Like other text-to-image models, Muse is a deep neural network that takes text prompts as input and generates images that fit the description. But what sets Muse apart from its predecessors is its efficiency and precision. By building on the experience of previous research in this area and adding new methods, Google researchers have successfully created generative models that require less computational resources, and have been used by other Improved some issues that generative models suffer from.

Google’s Muse uses token-based image generation

Muse builds on previous work in deep learning, including large-scale language models (LLMs), quantized generative networks, and masked generative image transformers.

Dilip Krishnan, a research scientist at Google, said his interest in using tokens to integrate image and text generation was a big motivator. Muse builds on the ideas of our group’s previous paper, MaskGit, and his modeling of masking from large language models.

Muse leverages pre-trained language model conditioning used in previous work and the idea of ​​cascade models borrowed from Imagen. One interesting difference between Muse and other similar models is that they generate individual tokens rather than pixel-level representations. This makes the model output more stable.

Like other text-to-image generators, Muse is trained on a large corpus of image-caption pairs. Her pre-trained LLM processes the captions and generates embeddings, which are multi-dimensional numerical representations of the text descriptions. At the same time, a cascade of two image encoder/decoders transforms different resolutions of the input image into matrices of quantized tokens.

During training, the model trains a base transformer and a super-resolution transformer to match text embeddings to image tokens and use them to recreate images. The model tunes its parameters by randomly masking image tokens and predicting them.

Image source: Google.

Once trained, the model can generate image tokens from text embeddings of new prompts and use the image tokens to create new high-resolution images.

According to Krishnan, one of Muse’s innovations is parallel decoding in the token space. This is fundamentally different from both diffusion and autoregressive models. The diffusion model uses progressive denoising. Autoregressive models use serial decoding. Parallel decoding in Muse is highly efficient without compromising visual quality.

According to Krishnan, the process of deciphering a muse is similar to the process of painting, where an artist starts by sketching out key areas, then gradually fills in color and refines the result by tweaking details. increase.

Excellent results for Google Muse

Google has not yet made Muse public because the model can be used for misinformation, harassment, and various types of social and cultural bias.
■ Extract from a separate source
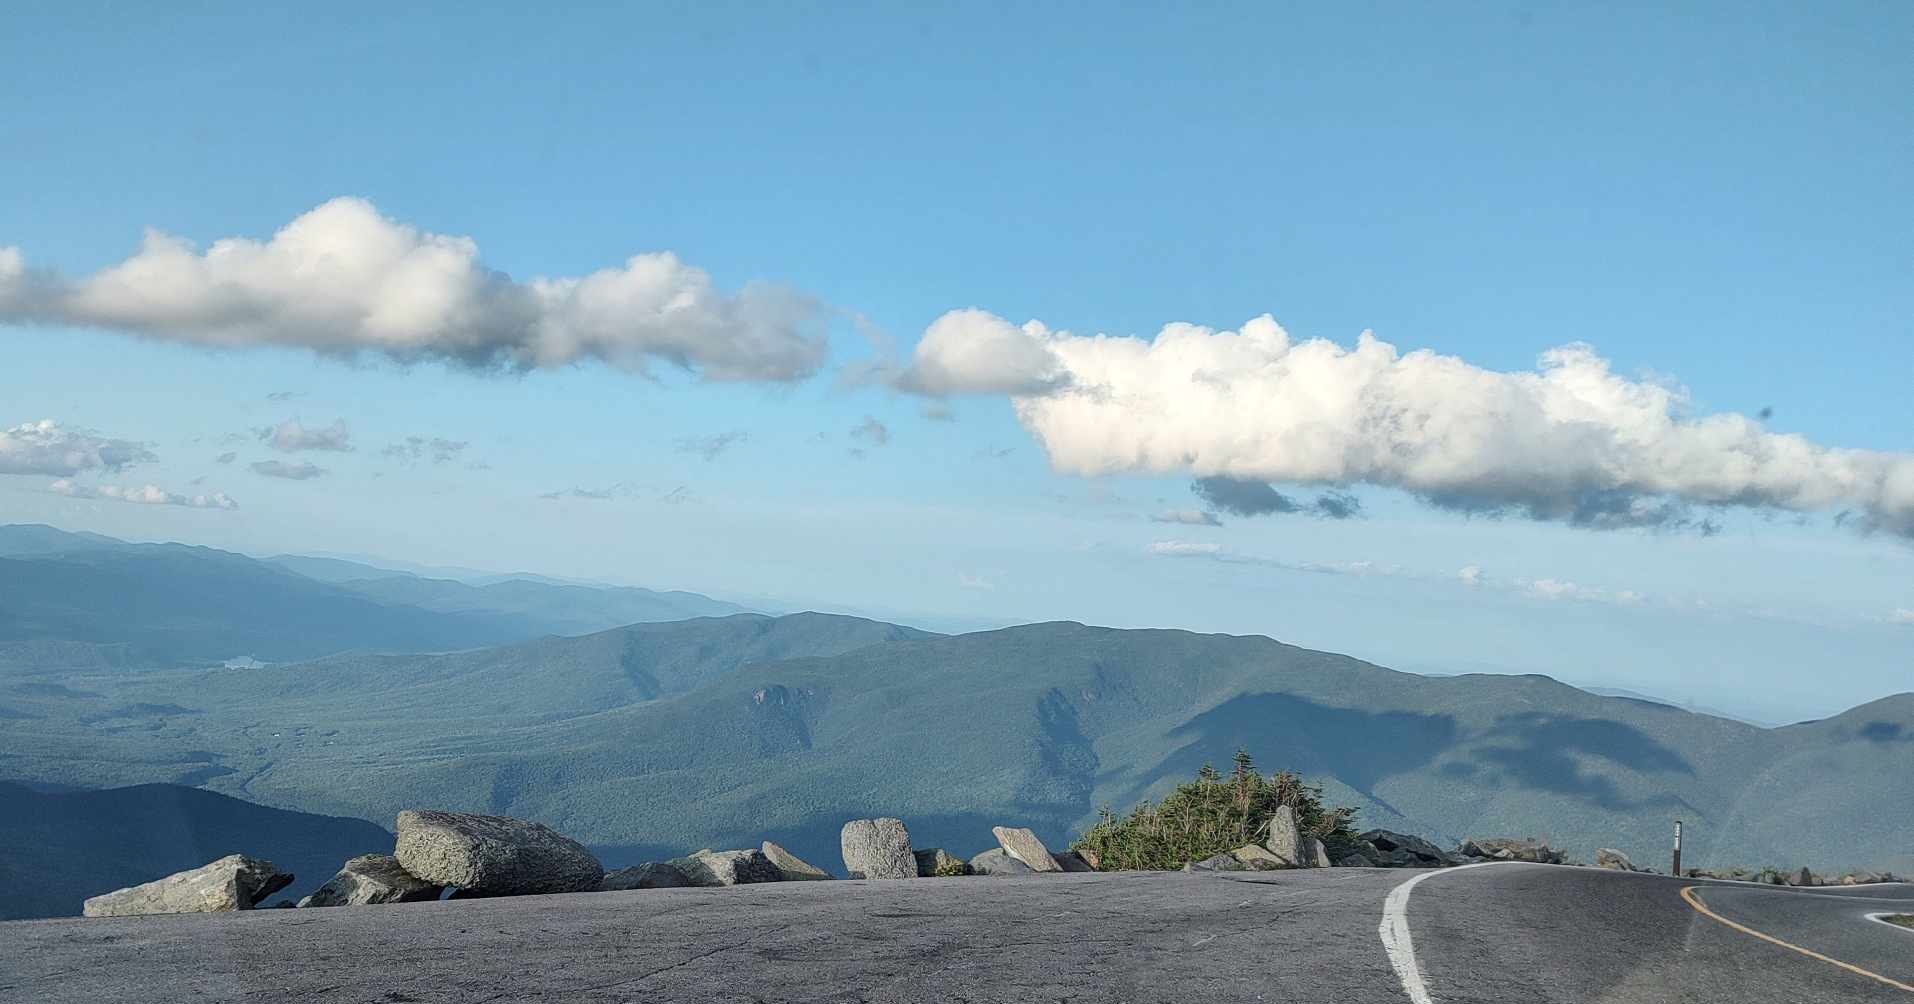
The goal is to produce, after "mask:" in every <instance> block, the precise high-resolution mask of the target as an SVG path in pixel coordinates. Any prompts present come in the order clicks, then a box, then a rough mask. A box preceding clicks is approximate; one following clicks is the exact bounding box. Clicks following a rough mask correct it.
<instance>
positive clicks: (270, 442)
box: [253, 419, 352, 453]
However, according to the results published by the research team, Muse matches or beats other state-of-the-art models on CLIP and FID scores, two metrics that measure the quality and accuracy of images produced by generative models. Exceeded.
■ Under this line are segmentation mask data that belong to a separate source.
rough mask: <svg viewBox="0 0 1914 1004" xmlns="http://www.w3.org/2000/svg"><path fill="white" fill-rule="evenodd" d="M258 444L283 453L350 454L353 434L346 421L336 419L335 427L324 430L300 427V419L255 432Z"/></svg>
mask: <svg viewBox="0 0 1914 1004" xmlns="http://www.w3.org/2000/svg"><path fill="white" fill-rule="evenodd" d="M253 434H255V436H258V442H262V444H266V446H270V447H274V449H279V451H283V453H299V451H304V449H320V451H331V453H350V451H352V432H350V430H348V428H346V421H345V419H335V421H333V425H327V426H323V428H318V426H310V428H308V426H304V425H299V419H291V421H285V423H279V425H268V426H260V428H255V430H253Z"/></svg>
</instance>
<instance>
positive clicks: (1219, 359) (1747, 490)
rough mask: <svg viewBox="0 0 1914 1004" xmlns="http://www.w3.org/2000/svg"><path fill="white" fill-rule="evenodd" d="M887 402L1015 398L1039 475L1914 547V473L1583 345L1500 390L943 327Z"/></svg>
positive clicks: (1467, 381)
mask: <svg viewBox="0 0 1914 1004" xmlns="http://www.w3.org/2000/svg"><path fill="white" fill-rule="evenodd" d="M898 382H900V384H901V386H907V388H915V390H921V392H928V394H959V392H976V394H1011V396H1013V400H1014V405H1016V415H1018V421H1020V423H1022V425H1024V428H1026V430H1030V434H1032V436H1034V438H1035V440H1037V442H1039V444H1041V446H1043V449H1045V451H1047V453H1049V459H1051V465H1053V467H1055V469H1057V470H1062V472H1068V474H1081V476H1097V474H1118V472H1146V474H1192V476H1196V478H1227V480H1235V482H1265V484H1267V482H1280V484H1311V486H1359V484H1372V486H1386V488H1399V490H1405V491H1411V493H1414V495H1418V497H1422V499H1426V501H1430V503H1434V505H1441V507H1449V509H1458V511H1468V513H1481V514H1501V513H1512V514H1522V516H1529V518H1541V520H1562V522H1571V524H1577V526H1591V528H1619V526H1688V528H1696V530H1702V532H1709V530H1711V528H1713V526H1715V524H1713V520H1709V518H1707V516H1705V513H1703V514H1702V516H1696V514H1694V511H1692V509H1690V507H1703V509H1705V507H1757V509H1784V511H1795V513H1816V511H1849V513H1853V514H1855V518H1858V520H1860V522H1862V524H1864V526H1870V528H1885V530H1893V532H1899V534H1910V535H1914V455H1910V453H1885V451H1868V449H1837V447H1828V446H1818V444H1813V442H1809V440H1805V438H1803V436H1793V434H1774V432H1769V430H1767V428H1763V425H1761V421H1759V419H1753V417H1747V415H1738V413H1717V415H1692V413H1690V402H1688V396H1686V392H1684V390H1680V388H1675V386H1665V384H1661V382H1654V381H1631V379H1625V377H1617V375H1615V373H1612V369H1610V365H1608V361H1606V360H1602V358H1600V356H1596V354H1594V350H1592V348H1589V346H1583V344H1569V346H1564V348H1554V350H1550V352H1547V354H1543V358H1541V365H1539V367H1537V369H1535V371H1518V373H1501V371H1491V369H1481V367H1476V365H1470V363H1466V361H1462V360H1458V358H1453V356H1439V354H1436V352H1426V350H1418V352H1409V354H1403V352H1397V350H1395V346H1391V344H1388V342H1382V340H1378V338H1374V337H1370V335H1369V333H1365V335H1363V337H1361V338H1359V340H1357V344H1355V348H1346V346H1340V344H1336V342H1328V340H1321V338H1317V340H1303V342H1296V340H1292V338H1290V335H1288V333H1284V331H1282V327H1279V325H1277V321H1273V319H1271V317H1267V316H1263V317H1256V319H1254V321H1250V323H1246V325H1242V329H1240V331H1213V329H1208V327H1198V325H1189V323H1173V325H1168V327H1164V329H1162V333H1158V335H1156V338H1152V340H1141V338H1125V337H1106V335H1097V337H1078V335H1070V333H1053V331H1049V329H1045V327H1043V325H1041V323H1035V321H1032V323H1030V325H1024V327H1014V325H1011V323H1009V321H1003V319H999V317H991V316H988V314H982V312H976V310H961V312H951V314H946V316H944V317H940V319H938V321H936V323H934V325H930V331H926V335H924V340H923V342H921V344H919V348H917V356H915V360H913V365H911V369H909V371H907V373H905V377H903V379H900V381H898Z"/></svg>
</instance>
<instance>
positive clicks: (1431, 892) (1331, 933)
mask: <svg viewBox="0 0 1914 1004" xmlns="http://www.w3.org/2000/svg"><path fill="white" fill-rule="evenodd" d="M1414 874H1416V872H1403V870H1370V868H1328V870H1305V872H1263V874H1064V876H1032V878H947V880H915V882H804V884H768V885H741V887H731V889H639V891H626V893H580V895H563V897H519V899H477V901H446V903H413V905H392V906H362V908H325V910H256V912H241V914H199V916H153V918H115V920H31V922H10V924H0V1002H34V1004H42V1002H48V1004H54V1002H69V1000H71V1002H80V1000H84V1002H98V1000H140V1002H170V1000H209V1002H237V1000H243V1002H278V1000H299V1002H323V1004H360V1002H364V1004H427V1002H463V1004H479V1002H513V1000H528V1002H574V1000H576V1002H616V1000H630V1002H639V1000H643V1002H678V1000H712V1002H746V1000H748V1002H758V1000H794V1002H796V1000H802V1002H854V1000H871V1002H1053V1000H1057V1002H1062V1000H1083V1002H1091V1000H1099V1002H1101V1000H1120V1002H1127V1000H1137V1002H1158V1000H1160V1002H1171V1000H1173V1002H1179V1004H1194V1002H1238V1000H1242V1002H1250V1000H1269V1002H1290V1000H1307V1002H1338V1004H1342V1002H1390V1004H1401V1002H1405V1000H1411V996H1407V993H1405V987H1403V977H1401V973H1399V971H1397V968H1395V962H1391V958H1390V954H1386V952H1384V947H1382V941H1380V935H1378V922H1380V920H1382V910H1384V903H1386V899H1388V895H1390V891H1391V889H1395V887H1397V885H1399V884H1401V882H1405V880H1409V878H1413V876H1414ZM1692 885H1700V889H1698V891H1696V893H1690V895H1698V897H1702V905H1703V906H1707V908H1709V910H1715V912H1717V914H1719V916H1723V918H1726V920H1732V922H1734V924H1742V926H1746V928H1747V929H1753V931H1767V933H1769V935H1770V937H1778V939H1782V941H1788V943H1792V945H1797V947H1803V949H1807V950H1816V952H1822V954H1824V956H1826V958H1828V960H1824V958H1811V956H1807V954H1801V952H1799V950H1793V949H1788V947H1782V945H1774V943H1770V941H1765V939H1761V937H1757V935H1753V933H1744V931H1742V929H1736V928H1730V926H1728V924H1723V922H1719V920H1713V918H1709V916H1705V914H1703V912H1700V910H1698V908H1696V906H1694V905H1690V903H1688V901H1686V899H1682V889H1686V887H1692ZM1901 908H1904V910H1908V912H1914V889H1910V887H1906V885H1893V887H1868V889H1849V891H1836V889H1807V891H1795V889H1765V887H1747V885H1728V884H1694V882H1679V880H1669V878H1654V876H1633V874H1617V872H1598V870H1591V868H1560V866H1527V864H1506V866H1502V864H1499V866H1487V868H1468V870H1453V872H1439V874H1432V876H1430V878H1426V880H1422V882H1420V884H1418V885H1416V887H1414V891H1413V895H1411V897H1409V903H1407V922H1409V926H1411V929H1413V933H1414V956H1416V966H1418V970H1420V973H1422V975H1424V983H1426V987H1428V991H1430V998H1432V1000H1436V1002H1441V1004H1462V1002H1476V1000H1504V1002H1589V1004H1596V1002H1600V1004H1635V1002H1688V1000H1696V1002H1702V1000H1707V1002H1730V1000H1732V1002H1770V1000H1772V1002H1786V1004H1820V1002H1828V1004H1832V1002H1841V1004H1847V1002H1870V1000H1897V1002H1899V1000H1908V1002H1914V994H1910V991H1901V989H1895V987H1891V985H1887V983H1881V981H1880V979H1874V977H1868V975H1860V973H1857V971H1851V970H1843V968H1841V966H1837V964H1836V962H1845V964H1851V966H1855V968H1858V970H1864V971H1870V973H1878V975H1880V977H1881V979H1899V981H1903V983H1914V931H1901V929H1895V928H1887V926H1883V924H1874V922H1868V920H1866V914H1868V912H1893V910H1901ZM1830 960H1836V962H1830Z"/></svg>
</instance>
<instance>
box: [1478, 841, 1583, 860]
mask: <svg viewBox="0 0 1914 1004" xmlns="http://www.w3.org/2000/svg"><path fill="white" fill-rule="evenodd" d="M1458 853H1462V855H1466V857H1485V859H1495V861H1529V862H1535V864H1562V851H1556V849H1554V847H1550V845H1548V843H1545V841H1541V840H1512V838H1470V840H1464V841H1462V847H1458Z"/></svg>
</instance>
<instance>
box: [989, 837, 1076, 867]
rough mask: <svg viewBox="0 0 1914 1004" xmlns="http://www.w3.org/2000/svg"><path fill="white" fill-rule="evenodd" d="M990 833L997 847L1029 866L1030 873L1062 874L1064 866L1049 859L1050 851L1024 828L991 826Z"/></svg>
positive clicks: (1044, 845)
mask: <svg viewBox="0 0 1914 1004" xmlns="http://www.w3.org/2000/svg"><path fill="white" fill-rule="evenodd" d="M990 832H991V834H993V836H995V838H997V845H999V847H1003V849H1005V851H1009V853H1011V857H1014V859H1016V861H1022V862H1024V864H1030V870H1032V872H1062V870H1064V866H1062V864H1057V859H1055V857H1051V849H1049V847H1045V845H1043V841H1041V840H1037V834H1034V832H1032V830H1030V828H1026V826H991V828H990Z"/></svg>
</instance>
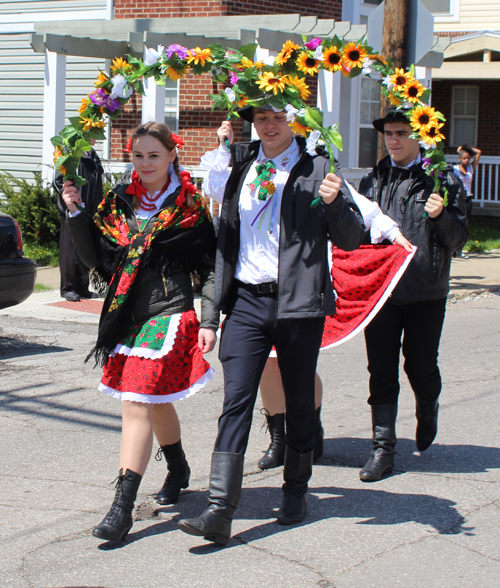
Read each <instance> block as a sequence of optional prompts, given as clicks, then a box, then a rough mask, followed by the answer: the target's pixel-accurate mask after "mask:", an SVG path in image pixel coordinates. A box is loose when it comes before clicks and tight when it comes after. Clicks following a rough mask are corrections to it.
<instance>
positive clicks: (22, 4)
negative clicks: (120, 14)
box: [0, 0, 106, 22]
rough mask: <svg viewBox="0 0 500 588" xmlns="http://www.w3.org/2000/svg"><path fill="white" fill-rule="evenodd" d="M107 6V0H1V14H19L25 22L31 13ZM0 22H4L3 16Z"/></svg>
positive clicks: (64, 10)
mask: <svg viewBox="0 0 500 588" xmlns="http://www.w3.org/2000/svg"><path fill="white" fill-rule="evenodd" d="M105 8H106V0H0V14H6V15H7V14H8V15H15V14H18V15H20V18H21V19H22V20H21V22H25V19H26V18H27V15H29V14H31V13H37V12H68V11H75V10H78V11H79V10H82V11H87V10H104V9H105ZM5 20H7V19H5ZM9 20H11V19H9ZM0 22H2V19H1V18H0ZM17 22H19V21H17Z"/></svg>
Muse is faster than Stable Diffusion and Imagen because it uses discrete tokens and a parallel sampling method that reduces the number of sampling iterations required to produce high quality images.
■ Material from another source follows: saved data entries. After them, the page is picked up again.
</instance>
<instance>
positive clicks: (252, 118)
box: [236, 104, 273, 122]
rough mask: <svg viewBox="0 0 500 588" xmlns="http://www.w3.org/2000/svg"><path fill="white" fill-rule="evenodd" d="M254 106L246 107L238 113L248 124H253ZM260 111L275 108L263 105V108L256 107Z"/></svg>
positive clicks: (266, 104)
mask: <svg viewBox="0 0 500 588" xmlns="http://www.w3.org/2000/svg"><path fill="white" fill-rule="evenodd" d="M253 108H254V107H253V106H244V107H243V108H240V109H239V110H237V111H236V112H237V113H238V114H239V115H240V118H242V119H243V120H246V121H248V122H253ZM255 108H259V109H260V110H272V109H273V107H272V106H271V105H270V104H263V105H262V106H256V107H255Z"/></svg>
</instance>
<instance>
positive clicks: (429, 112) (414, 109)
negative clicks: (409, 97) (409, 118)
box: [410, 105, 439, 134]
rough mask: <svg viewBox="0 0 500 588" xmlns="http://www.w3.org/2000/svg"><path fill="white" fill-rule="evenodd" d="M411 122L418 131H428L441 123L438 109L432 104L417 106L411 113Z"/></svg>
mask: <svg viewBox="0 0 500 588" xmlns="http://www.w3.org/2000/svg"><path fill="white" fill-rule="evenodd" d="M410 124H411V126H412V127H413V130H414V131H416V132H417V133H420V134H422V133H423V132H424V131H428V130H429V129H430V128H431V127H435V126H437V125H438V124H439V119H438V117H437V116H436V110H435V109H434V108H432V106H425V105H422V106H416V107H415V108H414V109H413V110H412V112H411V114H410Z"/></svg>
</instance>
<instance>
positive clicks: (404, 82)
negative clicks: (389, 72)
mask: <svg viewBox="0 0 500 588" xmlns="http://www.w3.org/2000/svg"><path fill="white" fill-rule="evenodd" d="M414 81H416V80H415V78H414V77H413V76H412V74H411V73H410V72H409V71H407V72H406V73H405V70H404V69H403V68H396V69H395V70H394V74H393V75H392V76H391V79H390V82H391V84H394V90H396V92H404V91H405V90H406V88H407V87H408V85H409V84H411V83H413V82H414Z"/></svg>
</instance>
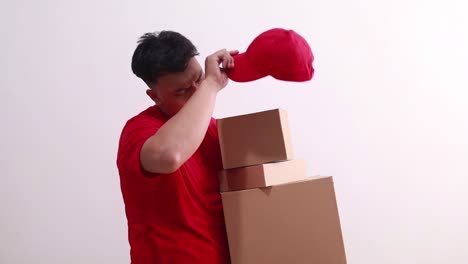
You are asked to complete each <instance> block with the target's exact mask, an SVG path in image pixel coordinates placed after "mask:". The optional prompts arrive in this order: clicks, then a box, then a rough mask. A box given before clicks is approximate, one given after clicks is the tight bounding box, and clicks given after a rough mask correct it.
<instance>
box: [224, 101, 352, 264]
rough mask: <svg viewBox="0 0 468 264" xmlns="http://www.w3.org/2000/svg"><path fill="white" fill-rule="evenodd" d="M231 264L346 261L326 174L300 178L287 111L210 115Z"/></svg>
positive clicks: (330, 186)
mask: <svg viewBox="0 0 468 264" xmlns="http://www.w3.org/2000/svg"><path fill="white" fill-rule="evenodd" d="M217 123H218V132H219V139H220V147H221V154H222V159H223V167H224V170H223V171H221V172H220V175H219V177H220V184H221V186H220V188H221V196H222V201H223V207H224V217H225V221H226V229H227V235H228V240H229V249H230V253H231V262H232V264H238V263H239V264H240V263H242V264H250V263H252V264H254V263H255V264H263V263H269V264H270V263H294V264H302V263H318V264H343V263H346V256H345V250H344V245H343V238H342V234H341V226H340V220H339V214H338V209H337V204H336V198H335V192H334V187H333V179H332V177H307V176H306V164H305V162H304V160H301V159H295V158H294V156H293V150H292V144H291V138H290V133H289V127H288V121H287V114H286V111H284V110H282V109H273V110H269V111H263V112H257V113H252V114H246V115H240V116H233V117H227V118H222V119H218V120H217Z"/></svg>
Interestingly, Muse improves on other models in problem areas such as cardinality (prompts containing a certain number of objects), composability (prompts describing a scene containing multiple objects that are related to each other), and text rendering. I’m here. However, the model still fails for prompts that require long text or a large number of objects to render.

One of Muse’s key advantages is the ability to perform editing tasks without the need for fine-tuning. These features include inpainting (replaces part of an existing image with generated graphics), fill (adds detail around an existing image), and maskless editing (replaces the background or specific areas within an image). object changes, etc.).

All generative models require reconciliation and editing of prompts. Krishnan said the efficiency of Muse allows users to make this adjustment quickly and aid in the creative process. Token-based masking allows you to unify the methods used by text and images. It may be used for other modalities.

Muse is an example of how impressive advances in AI can be made with the right combination of technology and architecture. The team at Google believes Muse still has room for improvement.

Krishnan sees generative modeling as an emerging research topic. He is interested in directions such as how to customize editing based on Muse models and further speed up the generation process. They also build on existing ideas in the literature.